Once again, the issue of our name change is being framed by Baptist leaders as a response to the despicable slavery and racism of our past, for which we have already publicly repented as a denomination. Problems exist with the use of this line of reasoning to promote a name change. I beg my fellow Southern Baptists not to take us down this road, for I believe in my heart that it will result in our greater embarrassment and serve no lofty purpose.

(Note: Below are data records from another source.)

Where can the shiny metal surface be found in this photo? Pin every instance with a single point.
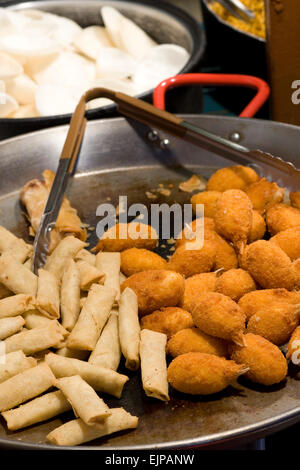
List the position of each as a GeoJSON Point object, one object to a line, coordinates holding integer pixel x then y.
{"type": "Point", "coordinates": [238, 9]}
{"type": "Point", "coordinates": [118, 159]}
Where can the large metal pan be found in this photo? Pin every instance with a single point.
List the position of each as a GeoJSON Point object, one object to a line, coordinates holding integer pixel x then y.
{"type": "Point", "coordinates": [117, 158]}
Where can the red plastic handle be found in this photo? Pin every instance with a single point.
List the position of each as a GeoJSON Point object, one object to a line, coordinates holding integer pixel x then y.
{"type": "Point", "coordinates": [216, 79]}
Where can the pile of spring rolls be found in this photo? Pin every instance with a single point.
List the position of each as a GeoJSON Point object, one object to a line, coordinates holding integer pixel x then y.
{"type": "Point", "coordinates": [63, 333]}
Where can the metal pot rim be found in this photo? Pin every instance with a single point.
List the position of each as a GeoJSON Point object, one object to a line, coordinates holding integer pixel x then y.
{"type": "Point", "coordinates": [184, 18]}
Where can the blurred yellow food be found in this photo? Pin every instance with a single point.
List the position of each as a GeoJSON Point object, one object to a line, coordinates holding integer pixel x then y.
{"type": "Point", "coordinates": [256, 27]}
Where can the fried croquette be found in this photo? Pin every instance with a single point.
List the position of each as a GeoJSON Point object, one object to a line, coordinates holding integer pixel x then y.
{"type": "Point", "coordinates": [208, 199]}
{"type": "Point", "coordinates": [233, 217]}
{"type": "Point", "coordinates": [263, 194]}
{"type": "Point", "coordinates": [155, 289]}
{"type": "Point", "coordinates": [195, 286]}
{"type": "Point", "coordinates": [191, 231]}
{"type": "Point", "coordinates": [218, 315]}
{"type": "Point", "coordinates": [267, 365]}
{"type": "Point", "coordinates": [282, 217]}
{"type": "Point", "coordinates": [168, 320]}
{"type": "Point", "coordinates": [274, 322]}
{"type": "Point", "coordinates": [226, 257]}
{"type": "Point", "coordinates": [235, 283]}
{"type": "Point", "coordinates": [296, 268]}
{"type": "Point", "coordinates": [188, 261]}
{"type": "Point", "coordinates": [269, 266]}
{"type": "Point", "coordinates": [232, 177]}
{"type": "Point", "coordinates": [294, 347]}
{"type": "Point", "coordinates": [289, 241]}
{"type": "Point", "coordinates": [135, 260]}
{"type": "Point", "coordinates": [124, 236]}
{"type": "Point", "coordinates": [195, 340]}
{"type": "Point", "coordinates": [295, 199]}
{"type": "Point", "coordinates": [202, 374]}
{"type": "Point", "coordinates": [258, 227]}
{"type": "Point", "coordinates": [255, 301]}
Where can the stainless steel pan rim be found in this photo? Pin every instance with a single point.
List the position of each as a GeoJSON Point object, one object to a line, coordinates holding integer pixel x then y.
{"type": "Point", "coordinates": [195, 31]}
{"type": "Point", "coordinates": [261, 412]}
{"type": "Point", "coordinates": [252, 432]}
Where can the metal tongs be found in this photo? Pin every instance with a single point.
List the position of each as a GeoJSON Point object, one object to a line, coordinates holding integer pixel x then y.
{"type": "Point", "coordinates": [151, 116]}
{"type": "Point", "coordinates": [238, 9]}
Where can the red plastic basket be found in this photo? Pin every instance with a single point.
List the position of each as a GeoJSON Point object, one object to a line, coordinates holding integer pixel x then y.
{"type": "Point", "coordinates": [216, 79]}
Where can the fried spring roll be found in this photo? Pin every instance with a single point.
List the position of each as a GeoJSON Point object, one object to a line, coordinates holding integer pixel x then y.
{"type": "Point", "coordinates": [101, 379]}
{"type": "Point", "coordinates": [35, 319]}
{"type": "Point", "coordinates": [39, 409]}
{"type": "Point", "coordinates": [89, 275]}
{"type": "Point", "coordinates": [4, 292]}
{"type": "Point", "coordinates": [68, 220]}
{"type": "Point", "coordinates": [34, 196]}
{"type": "Point", "coordinates": [37, 339]}
{"type": "Point", "coordinates": [67, 249]}
{"type": "Point", "coordinates": [13, 245]}
{"type": "Point", "coordinates": [85, 402]}
{"type": "Point", "coordinates": [11, 325]}
{"type": "Point", "coordinates": [153, 364]}
{"type": "Point", "coordinates": [109, 264]}
{"type": "Point", "coordinates": [73, 353]}
{"type": "Point", "coordinates": [13, 363]}
{"type": "Point", "coordinates": [86, 256]}
{"type": "Point", "coordinates": [28, 264]}
{"type": "Point", "coordinates": [129, 328]}
{"type": "Point", "coordinates": [77, 432]}
{"type": "Point", "coordinates": [70, 295]}
{"type": "Point", "coordinates": [15, 305]}
{"type": "Point", "coordinates": [16, 277]}
{"type": "Point", "coordinates": [92, 318]}
{"type": "Point", "coordinates": [47, 298]}
{"type": "Point", "coordinates": [107, 352]}
{"type": "Point", "coordinates": [26, 385]}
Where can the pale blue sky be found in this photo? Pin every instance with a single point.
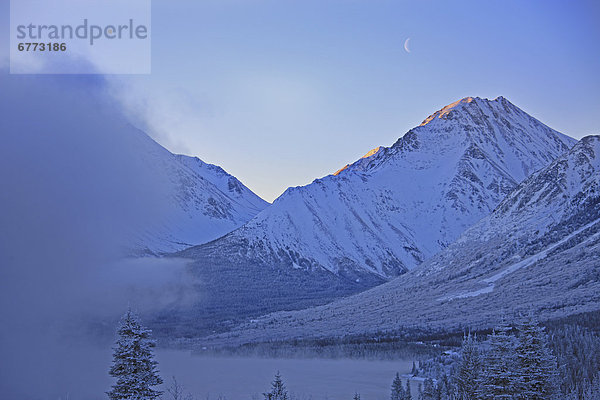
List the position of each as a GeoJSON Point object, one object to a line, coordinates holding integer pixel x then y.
{"type": "Point", "coordinates": [282, 92]}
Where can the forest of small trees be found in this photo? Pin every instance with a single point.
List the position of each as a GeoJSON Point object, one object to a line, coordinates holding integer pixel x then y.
{"type": "Point", "coordinates": [512, 363]}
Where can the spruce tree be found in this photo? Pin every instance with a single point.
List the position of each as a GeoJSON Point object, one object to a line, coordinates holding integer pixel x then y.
{"type": "Point", "coordinates": [397, 389]}
{"type": "Point", "coordinates": [278, 391]}
{"type": "Point", "coordinates": [498, 379]}
{"type": "Point", "coordinates": [469, 368]}
{"type": "Point", "coordinates": [133, 362]}
{"type": "Point", "coordinates": [536, 370]}
{"type": "Point", "coordinates": [407, 393]}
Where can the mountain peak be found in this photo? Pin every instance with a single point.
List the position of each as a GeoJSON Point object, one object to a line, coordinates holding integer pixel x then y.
{"type": "Point", "coordinates": [446, 110]}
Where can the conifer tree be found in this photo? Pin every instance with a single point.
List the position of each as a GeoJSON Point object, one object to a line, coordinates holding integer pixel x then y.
{"type": "Point", "coordinates": [498, 380]}
{"type": "Point", "coordinates": [133, 362]}
{"type": "Point", "coordinates": [536, 370]}
{"type": "Point", "coordinates": [397, 389]}
{"type": "Point", "coordinates": [469, 368]}
{"type": "Point", "coordinates": [278, 390]}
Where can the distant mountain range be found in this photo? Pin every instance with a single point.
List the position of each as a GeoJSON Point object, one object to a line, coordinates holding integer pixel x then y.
{"type": "Point", "coordinates": [376, 218]}
{"type": "Point", "coordinates": [538, 252]}
{"type": "Point", "coordinates": [204, 202]}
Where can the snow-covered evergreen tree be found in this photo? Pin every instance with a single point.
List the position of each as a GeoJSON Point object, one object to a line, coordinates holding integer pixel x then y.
{"type": "Point", "coordinates": [536, 369]}
{"type": "Point", "coordinates": [133, 362]}
{"type": "Point", "coordinates": [428, 392]}
{"type": "Point", "coordinates": [407, 393]}
{"type": "Point", "coordinates": [278, 390]}
{"type": "Point", "coordinates": [469, 368]}
{"type": "Point", "coordinates": [397, 389]}
{"type": "Point", "coordinates": [498, 380]}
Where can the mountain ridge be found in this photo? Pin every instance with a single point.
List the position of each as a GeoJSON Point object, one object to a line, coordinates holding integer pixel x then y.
{"type": "Point", "coordinates": [503, 265]}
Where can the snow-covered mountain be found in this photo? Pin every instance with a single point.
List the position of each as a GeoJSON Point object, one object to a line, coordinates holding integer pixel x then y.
{"type": "Point", "coordinates": [204, 202]}
{"type": "Point", "coordinates": [399, 205]}
{"type": "Point", "coordinates": [538, 252]}
{"type": "Point", "coordinates": [82, 155]}
{"type": "Point", "coordinates": [375, 219]}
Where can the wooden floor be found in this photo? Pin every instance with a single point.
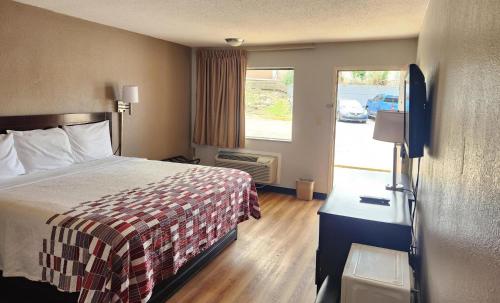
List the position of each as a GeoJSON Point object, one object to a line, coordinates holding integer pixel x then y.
{"type": "Point", "coordinates": [273, 259]}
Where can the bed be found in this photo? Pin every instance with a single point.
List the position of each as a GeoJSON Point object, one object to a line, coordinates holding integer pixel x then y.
{"type": "Point", "coordinates": [116, 229]}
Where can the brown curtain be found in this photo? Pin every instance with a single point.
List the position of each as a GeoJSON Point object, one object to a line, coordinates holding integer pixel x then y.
{"type": "Point", "coordinates": [220, 111]}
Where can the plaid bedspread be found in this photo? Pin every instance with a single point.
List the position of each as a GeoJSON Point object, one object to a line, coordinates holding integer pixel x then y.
{"type": "Point", "coordinates": [116, 248]}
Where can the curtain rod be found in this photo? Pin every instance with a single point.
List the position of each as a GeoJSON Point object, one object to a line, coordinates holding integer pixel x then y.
{"type": "Point", "coordinates": [284, 47]}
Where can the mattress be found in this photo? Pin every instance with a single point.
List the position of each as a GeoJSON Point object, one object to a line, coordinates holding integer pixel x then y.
{"type": "Point", "coordinates": [112, 228]}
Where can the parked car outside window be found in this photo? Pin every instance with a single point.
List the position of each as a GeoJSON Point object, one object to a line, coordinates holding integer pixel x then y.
{"type": "Point", "coordinates": [352, 111]}
{"type": "Point", "coordinates": [381, 102]}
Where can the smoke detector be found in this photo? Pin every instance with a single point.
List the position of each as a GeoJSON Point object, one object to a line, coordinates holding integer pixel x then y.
{"type": "Point", "coordinates": [234, 42]}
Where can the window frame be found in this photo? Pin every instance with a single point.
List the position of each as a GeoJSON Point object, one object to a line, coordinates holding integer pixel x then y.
{"type": "Point", "coordinates": [293, 106]}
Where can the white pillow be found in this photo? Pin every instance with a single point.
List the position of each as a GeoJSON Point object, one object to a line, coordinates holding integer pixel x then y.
{"type": "Point", "coordinates": [90, 141]}
{"type": "Point", "coordinates": [42, 149]}
{"type": "Point", "coordinates": [10, 166]}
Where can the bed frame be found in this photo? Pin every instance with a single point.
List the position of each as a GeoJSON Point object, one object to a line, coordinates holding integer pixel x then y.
{"type": "Point", "coordinates": [21, 289]}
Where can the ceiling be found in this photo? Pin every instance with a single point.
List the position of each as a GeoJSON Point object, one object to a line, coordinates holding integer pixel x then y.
{"type": "Point", "coordinates": [259, 22]}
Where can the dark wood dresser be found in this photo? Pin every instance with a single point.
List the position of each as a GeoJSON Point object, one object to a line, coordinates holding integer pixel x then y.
{"type": "Point", "coordinates": [344, 220]}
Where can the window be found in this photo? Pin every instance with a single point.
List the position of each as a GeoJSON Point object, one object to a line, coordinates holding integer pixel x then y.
{"type": "Point", "coordinates": [269, 104]}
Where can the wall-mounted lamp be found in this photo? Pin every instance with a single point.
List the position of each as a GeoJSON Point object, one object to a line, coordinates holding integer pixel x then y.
{"type": "Point", "coordinates": [130, 94]}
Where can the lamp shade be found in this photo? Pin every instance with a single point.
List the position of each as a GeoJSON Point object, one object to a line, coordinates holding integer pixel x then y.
{"type": "Point", "coordinates": [130, 94]}
{"type": "Point", "coordinates": [389, 126]}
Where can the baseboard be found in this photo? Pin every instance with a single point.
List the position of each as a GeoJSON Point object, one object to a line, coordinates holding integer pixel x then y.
{"type": "Point", "coordinates": [287, 191]}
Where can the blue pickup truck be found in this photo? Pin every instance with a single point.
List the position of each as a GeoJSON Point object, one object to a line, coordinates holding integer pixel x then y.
{"type": "Point", "coordinates": [381, 102]}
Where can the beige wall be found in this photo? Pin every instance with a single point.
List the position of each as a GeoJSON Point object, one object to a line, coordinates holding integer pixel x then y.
{"type": "Point", "coordinates": [307, 156]}
{"type": "Point", "coordinates": [459, 207]}
{"type": "Point", "coordinates": [50, 63]}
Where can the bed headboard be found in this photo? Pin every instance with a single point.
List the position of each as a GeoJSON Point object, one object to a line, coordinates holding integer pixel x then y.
{"type": "Point", "coordinates": [52, 120]}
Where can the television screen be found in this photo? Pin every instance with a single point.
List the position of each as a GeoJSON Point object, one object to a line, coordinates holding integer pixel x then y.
{"type": "Point", "coordinates": [415, 117]}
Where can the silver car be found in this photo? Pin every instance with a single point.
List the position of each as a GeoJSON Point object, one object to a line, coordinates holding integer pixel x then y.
{"type": "Point", "coordinates": [352, 111]}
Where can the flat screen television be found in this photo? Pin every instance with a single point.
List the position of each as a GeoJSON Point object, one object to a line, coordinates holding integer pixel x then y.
{"type": "Point", "coordinates": [415, 109]}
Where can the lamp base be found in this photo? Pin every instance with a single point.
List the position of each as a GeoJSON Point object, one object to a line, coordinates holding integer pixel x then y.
{"type": "Point", "coordinates": [397, 187]}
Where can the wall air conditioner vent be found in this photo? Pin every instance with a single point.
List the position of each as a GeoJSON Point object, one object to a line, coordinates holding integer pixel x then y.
{"type": "Point", "coordinates": [262, 168]}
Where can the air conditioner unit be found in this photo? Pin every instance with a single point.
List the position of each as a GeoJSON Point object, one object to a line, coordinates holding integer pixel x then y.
{"type": "Point", "coordinates": [262, 168]}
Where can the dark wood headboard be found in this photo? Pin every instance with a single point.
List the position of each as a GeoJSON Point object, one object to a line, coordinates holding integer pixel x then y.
{"type": "Point", "coordinates": [52, 120]}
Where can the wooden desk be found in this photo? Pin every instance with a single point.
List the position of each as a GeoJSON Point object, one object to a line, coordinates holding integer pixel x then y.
{"type": "Point", "coordinates": [344, 220]}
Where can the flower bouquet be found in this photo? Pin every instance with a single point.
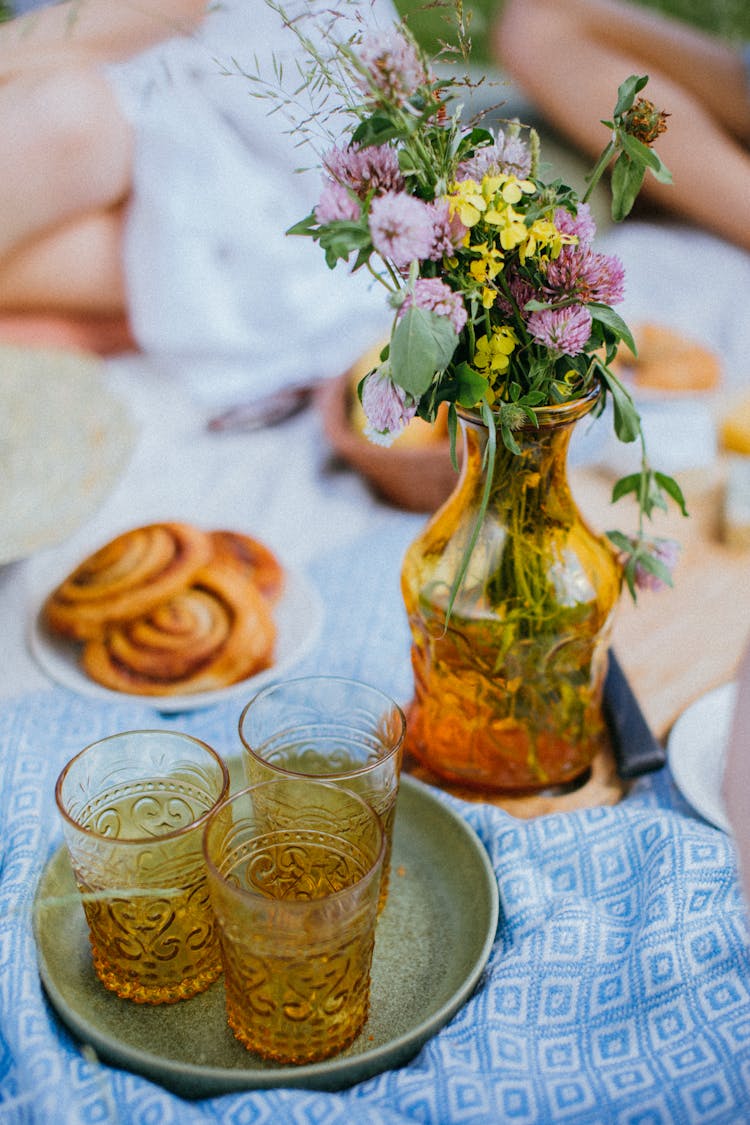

Essentially, my belief is that if this philosophy drives the discussion, one of two things will happen. Either (1) SBC Messengers will be “guilt manipulated” into a name change they have repeatedly said they do not want, or (2) SBC Messengers will reject such “guilt manipulation” and will be portrayed in the media (and possibly by those favoring the name change) as a denomination stubbornly clinging to its racist past and unwilling to sever a name some claim associates us with that terribly sinful institution of slavery.
As I understand the direction of our denomination, we are planning to elect Fred Luter as the next President of the Southern Baptist Convention. Here is my trilemma: I support his candidacy, I detest racism AND I prefer to keep the name Southern Baptist Convention. Respecting my position means not insinuating that racism drives my opposition to the name change.
Unless the rhetoric changes — and fast — my position will be painted in colors that both insult my intelligence and dishonor the integrity of my principled opposition. To put it simply, if there is no room in the rhetoric used by name change proponents for the existence of a non-racist opponent of the name change, then we are in for much more than a controversial annual meeting.
Name change proponents, feel free to use whatever legitimate arguments you wish: (1) to promote missions in areas other than the south, (2) to more accurately describe our modern identity, or (3) to indicate where we are going rather than where we have been. But I beg you, do not try to make the name change a referendum on racism. That’s a punch that falls far below the belt. If such a strategy is used, the end result is irrelevant, for it is a LOSE-LOSE proposition.
Nothing good can come of making the name change a referendum on racism. Nothing. Please don’t go there.